Before I go any farther, I should go back to the beginning. Growing up it was whole milk, the vitamin D stuff with the red carton, and later the red cap. That was Dad’s choice, and we were fine with it. I guess they thought it was the right option; kept my little boy bones and teeth strong and all that. Heck, I don’t even think two percent milk existed until I was 10 or 12 years old, and if it did, I sure wasn’t aware of it.
But at some point when I was in my early teens, my parents decided to make the switch. It was, perhaps, a more healthful choice for my mom and dad, and we all got used to it pretty quickly. I was on the two percent train until my early 30s, when I happened to rent a house with my best friend. He had graduated to fat-free milk, and we quickly realized we were both wasting a lot of milk and fridge space by buying both. So I decided to finally climb on the fat-free bandwagon, where I have been ever since.
But fast forward a decade and a half back to the present day, and my girlfriend still drinks whole milk. So if I am at her place and want milk, well, I know to brace myself for the onslaught. Hey, in her mind, fat-free milk is just cloudy water; it’s the difference between actually adding a flavorful and necessary ingredient to your cereal versus just getting it wet. it’s all about perspective here.
So, anyway, I tool a small container of the whole milk home, and I poured it over my Cheerios and berries. Immediately, I noticed the extreme brightness off the stuff and thought, “This looks more like Elmer’s glue than milk.” It was — how do I put this? — a little too white. Know what I mean?
Then I dug in for a spoonful, and I swear I had to exert extra effort just to plow through it. That’s how thick the whole milk seemed to me after years of fat-free. For a moment, I considered getting a knife and fork form the kitchen. But I labored on.
And what I wasn’t prepared for was the flavor. This wasn’t just milk — it was milk. No, it was more like really bland gravy. Next time, I’ll just bake some biscuits to pour it over. All I was missing was a little pepper and sausage, and I’d have had an old-fashioned Southern breakfast instead of just a bowl of cereal. Surely, all that fatty substance can’t be good, right?

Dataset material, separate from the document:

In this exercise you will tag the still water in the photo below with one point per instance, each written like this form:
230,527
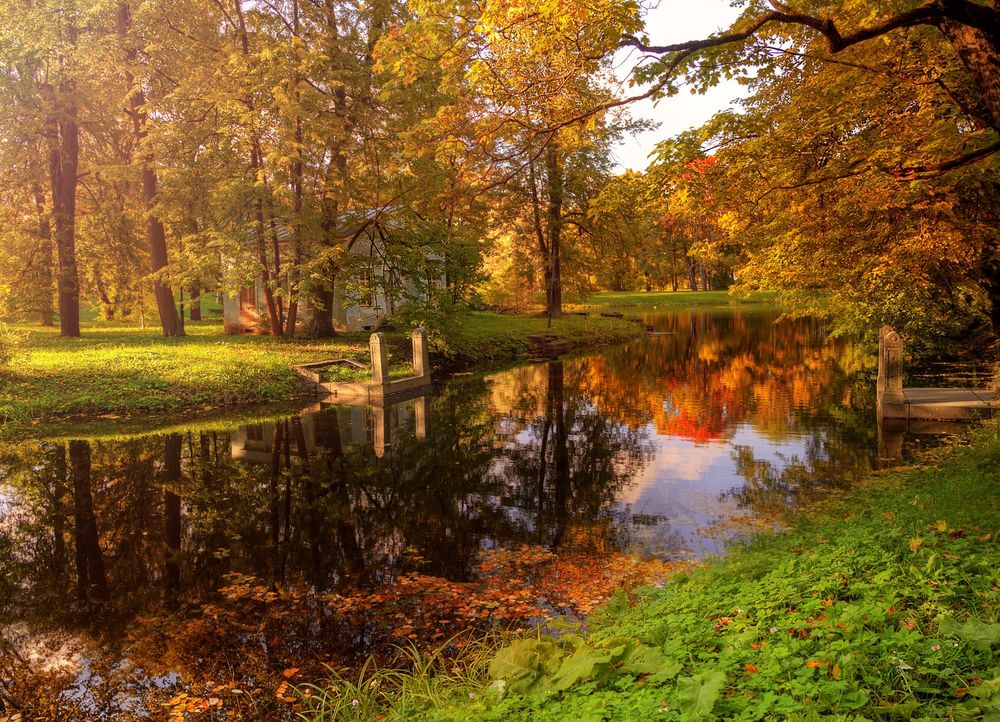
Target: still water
114,550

Not necessarily true. When I started doing some research, I also learned that, despite what the USDA has been telling us for years, skim milk may actually not be the more healthful option. According to the Washington Post, scientific evidence is beginning to contradict conventional wisdom on milk and other dairy. A recent analysis published in the European Journal of Nutrition found people who drink whole milk tend to weigh less and have lower rates of obesity than people who drink low-fat or skim.
Now what? I guess what I need to learn is not to forget milk when I go to the store. And if I do forget, and decide to borrow from a whole milk drinker, I better be prepared to chew the stuff. Or at least to have some biscuits on hand.